The door rattles. Someone wants in. She sees the figure at the glass and rushes to open it. But she is dreaming, and can only watch, as the door creaks open by itself. The shop has a new occupant. An old man, his face half hidden by a flat cap, a scarf pulled up towards his chin, shuffles in. His clothes are of thick cloth, in mustards, and browns. They remind her of items she has seen in charity shops, clothes her grandfather would have worn. The goblins scatter at the customer’s heavy footfalls, and as they run, they place a finger to their tiny lips and whisper SHHHHHhhhhhh! to the darkness.
The old man examines the shelves. He needs no light, knowing them just as well in the dark. He has been coming here for over 80 years, and as he shuffles slowly through the shop he inspects the books carefully before returning them to their stands. She has the feeling that he is studying them, one by one, intensely, as if committing them to memory. He picks up one book, and holds it, smiling deeply. He knows this one already, quite well. She watches him, and wonders what his story is, but by now dawn is breaking over the brow of the hill. Shops all along the main street are lit by a glow like the embers of a waking fire. The old man sighs. He turns, and nods to no one, and vanishes in the shadows of the dawn.

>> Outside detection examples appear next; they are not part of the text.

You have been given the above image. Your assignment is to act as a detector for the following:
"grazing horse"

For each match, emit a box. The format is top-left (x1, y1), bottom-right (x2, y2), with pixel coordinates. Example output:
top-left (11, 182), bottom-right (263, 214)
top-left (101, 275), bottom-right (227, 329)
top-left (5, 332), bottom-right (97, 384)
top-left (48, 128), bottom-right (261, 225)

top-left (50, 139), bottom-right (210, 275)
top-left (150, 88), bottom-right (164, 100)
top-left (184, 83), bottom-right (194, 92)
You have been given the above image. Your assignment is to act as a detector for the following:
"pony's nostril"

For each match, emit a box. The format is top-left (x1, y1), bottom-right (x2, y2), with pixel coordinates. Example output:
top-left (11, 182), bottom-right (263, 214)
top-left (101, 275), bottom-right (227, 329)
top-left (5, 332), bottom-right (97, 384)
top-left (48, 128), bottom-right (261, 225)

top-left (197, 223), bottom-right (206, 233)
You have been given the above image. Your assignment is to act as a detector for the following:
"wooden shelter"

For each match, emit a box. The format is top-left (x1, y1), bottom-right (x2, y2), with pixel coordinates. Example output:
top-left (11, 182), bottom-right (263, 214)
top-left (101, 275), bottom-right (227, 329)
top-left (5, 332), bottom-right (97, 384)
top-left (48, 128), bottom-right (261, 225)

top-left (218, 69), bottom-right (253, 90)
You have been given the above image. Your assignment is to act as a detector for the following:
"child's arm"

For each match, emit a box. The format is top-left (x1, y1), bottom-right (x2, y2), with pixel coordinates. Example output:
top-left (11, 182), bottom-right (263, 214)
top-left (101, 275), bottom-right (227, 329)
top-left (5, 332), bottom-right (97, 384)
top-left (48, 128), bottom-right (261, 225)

The next morning, she arrives to find leaves of frost have crept up across the panes of the windows of the old bookshop. The door handle feels like an icicle under her hand and she has to blow upon her fingers to bring the warmth back. Inside, she sees the pristine rows of books as she left them the night before, sleeping in their covers, awaiting their owners. Though she checks, feeling foolish, they are no wraiths haunting the shelves, no tiny, sooty, footprints around the ‘Local Interest’ display. Only one object is out of place. A book has fallen to the floor by the counter. The sunlight catches its cover, glinting. It is a history of the town. She bends to pick it up, and flicks gently through the pages. A photograph catches her eye, making her rest her thumb upon the spine to hold the book in place, at the picture of the old man. As she holds the book in her hand, looking down into the face of the shop’s founder, a shiver makes its way across her spine, and yet now she smiles, deeply.